性能と消費電力はIce Lakeと大差ない
Ryzen Threadripperへの対抗は無理

 以上のように、Sunny Coveコアに若干の改良を加えたIce Lake-SPであるが、最後まで語られなかったのが絶対的な性能と消費電力である。実のところこれは10nm+プロセスを使っているという時点で現在のIce Lakeと大差ないことが自明である。

 再び連載576回の図に戻るが、例えばXeon Platinum 8380Hを例にとると、28コア構成で定格2.9GHz/ブースト4.3GHzでTDP 250Wとなる。

 Sunny Coveの場合、2.9GHz駆動にすると電圧的には定格とTurbo Boost時の真ん中あたりになるだろうか? Sunny Coveが4コアで定格時15W、Turbo Boost時50Wと仮定すると35Wあたりになる。4コアで35Wなら28コアで245Wといったあたり。ちょうどXeon Platinum 8380HのTDPの250Wとマッチすることになる。要するに周波数は全然上がらないと考えてよさそうだ。

 またTurbo Boostも、なにしろIce Lakeが3.9GHz止まりであることを考えると、Ice Lake-SPも4GHzを超えるのはかなり厳しいように思える。もちろんコア数を減らせばもう少し頑張れるとは思うが(だからこそSpeed Select Technologyを拡充したのかもしれない)。

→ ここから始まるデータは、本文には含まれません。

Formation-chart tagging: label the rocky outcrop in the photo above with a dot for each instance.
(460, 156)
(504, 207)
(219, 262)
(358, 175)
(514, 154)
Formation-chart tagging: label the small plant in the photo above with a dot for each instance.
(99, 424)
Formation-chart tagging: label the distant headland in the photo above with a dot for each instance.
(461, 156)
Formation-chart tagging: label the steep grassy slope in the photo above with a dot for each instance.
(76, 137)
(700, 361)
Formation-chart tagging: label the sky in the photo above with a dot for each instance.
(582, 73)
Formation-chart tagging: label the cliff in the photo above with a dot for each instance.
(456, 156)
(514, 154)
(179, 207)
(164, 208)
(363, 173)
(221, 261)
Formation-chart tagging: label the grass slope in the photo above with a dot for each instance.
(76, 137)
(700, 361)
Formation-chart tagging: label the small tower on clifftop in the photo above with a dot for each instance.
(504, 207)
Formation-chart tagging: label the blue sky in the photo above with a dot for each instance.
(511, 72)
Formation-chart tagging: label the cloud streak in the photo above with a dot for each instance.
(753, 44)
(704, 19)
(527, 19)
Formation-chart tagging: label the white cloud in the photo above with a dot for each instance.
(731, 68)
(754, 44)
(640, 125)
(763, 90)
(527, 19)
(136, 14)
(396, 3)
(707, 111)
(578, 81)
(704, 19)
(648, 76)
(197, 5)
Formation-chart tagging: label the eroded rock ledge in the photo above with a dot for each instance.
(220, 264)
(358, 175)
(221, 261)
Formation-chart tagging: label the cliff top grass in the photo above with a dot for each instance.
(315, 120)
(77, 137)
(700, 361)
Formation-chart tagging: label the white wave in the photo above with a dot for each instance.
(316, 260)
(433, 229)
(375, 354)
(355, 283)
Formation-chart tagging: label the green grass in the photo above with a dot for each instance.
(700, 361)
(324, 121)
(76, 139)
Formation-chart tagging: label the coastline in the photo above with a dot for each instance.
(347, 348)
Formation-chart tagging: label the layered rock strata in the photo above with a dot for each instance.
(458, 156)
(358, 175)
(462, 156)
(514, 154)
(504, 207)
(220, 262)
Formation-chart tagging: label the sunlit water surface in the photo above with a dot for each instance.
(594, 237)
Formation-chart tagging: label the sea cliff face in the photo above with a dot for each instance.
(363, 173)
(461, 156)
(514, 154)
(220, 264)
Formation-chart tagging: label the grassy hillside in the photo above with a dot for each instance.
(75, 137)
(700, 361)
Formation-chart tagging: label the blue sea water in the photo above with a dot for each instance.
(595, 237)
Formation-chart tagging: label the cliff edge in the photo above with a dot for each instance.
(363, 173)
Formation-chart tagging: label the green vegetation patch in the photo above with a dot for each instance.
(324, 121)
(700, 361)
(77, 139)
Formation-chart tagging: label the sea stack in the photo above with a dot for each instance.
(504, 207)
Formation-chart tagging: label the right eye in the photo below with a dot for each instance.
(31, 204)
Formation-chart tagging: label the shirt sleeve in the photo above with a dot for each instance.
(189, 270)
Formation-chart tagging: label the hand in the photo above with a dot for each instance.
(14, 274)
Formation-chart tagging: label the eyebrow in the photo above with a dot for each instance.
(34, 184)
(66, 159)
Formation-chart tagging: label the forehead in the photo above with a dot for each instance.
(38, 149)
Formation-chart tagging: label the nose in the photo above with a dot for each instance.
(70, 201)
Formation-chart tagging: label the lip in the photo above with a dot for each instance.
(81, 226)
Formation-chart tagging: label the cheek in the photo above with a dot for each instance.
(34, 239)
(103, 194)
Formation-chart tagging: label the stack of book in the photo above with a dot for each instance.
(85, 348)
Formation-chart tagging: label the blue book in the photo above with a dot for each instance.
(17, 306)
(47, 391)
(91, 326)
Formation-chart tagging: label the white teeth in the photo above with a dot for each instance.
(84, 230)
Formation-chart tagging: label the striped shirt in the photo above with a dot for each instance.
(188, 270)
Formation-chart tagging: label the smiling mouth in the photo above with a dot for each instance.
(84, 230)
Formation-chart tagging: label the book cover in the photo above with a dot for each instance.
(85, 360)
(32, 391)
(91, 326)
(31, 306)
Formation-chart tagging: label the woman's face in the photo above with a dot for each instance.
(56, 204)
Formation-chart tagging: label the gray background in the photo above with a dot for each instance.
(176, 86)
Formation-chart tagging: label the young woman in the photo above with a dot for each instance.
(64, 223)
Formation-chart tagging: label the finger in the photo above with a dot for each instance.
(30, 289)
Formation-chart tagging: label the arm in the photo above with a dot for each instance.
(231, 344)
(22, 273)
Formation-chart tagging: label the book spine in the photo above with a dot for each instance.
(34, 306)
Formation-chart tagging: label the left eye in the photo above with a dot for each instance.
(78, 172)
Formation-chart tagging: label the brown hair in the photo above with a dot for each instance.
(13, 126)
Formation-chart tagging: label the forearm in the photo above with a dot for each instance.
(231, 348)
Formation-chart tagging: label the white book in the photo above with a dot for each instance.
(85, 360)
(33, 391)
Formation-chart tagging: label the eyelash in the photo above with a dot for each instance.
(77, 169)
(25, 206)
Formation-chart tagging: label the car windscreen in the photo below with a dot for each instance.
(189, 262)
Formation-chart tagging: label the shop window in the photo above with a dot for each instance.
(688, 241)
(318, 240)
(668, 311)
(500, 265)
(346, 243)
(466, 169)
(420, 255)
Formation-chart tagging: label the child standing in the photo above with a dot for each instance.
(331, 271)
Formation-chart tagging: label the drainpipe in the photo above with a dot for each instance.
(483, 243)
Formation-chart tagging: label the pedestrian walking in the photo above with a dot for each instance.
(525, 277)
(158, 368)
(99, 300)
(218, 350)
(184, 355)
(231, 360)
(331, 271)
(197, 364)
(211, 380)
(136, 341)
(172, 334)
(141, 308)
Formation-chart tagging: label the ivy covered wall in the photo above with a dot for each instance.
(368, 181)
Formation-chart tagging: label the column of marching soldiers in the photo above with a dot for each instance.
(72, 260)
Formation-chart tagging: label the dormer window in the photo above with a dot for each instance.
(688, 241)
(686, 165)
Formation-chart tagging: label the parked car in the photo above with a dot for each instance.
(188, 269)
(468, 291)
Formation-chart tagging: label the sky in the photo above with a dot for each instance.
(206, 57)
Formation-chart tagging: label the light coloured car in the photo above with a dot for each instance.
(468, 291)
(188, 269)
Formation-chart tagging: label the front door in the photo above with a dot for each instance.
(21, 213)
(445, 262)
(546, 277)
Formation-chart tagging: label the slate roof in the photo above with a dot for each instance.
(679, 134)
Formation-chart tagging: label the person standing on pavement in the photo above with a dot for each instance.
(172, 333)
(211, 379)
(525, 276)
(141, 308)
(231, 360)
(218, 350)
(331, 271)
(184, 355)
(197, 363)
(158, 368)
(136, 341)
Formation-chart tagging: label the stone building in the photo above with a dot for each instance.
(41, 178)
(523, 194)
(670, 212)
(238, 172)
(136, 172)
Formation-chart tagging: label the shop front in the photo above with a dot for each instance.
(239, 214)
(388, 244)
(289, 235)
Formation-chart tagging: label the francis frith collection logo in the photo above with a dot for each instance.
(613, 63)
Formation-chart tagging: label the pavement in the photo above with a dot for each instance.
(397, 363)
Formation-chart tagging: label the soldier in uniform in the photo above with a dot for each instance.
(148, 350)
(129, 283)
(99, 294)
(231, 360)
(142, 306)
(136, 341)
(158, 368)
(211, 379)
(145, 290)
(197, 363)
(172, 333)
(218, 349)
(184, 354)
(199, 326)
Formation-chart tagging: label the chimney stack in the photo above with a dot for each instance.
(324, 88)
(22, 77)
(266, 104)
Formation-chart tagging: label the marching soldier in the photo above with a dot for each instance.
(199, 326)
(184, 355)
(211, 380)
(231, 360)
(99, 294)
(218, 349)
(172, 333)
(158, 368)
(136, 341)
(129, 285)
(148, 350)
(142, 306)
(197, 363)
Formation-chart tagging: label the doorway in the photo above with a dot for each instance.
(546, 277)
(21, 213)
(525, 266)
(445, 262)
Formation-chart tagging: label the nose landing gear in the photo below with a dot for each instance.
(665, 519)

 そしてこの28コアはどうもMCCらしいということで、HCCなら38コアという数字がだいぶ前から聞こえてきている(インテルの公式では、このあたりは一切未公表)。仮に38コアが事実だとすると、250WというTDP枠がそのまま維持されるとすれば、コアあたり6.5W程度。4コアで26Wというところか。

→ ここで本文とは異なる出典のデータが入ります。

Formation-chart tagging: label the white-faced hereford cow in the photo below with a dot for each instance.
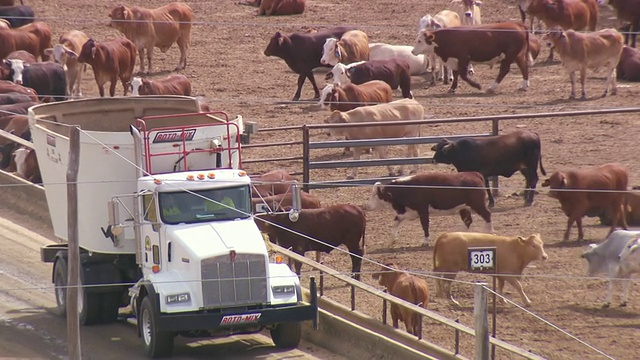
(582, 51)
(417, 196)
(319, 230)
(604, 258)
(581, 191)
(505, 43)
(161, 28)
(500, 155)
(513, 254)
(408, 288)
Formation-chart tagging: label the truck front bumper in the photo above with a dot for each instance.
(239, 318)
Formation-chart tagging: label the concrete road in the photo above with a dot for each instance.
(30, 329)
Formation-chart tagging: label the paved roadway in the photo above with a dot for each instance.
(29, 329)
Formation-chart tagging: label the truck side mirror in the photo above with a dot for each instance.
(296, 202)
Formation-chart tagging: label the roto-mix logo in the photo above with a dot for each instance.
(174, 135)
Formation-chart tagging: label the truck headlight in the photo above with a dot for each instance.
(283, 289)
(178, 298)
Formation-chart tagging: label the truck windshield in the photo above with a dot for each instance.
(205, 205)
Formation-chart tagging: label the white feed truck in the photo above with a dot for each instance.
(165, 222)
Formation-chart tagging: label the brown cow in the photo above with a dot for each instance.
(566, 14)
(322, 229)
(626, 10)
(176, 84)
(629, 65)
(69, 43)
(110, 60)
(271, 183)
(407, 287)
(458, 47)
(282, 202)
(281, 7)
(161, 28)
(595, 51)
(513, 254)
(600, 187)
(415, 196)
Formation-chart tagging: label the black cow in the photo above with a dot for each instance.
(17, 15)
(302, 53)
(500, 155)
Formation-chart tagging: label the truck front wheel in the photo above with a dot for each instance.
(286, 335)
(156, 343)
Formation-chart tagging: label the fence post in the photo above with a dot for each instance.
(481, 320)
(495, 129)
(305, 158)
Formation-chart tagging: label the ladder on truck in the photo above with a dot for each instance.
(181, 141)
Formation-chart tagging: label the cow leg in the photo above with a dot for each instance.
(515, 282)
(583, 79)
(316, 91)
(572, 77)
(504, 70)
(424, 221)
(301, 79)
(492, 201)
(463, 67)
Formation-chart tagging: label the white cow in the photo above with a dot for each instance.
(64, 53)
(380, 51)
(606, 258)
(443, 19)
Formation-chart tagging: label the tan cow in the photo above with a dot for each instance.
(399, 110)
(353, 46)
(408, 288)
(69, 43)
(443, 19)
(513, 254)
(582, 51)
(161, 28)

 Core i7-1065G7がConfigurable TDPで25Wに設定すると、ベースクロックが1.5GHzに引きあがるが、大体このあたりということになる。つまりコア数こそ38コアと増えても、動作周波数は1.5~1.6GHzあたりをうろうろすることになる。

 これはあくまでもTDP 250Wという仮定での数字なので、実際に製品が出てこないとこのあたりがどうなるのかはわからないが、とりあえずXeon W向けはあまり期待ができないスペックに落ち着きそうだ。

 もっともIce Lake-SPそのものが、今ではSapphire Rapidsへの中継ぎといった位置付けになっているわけで、その意味ではあれこれ転用は考えていないのかもしれない。

 ただ少なくともRyzen Threadripperへの対抗は、Ice Lake-SP世代では無理と思われるため、そうした製品は投入されないだろうと予想される。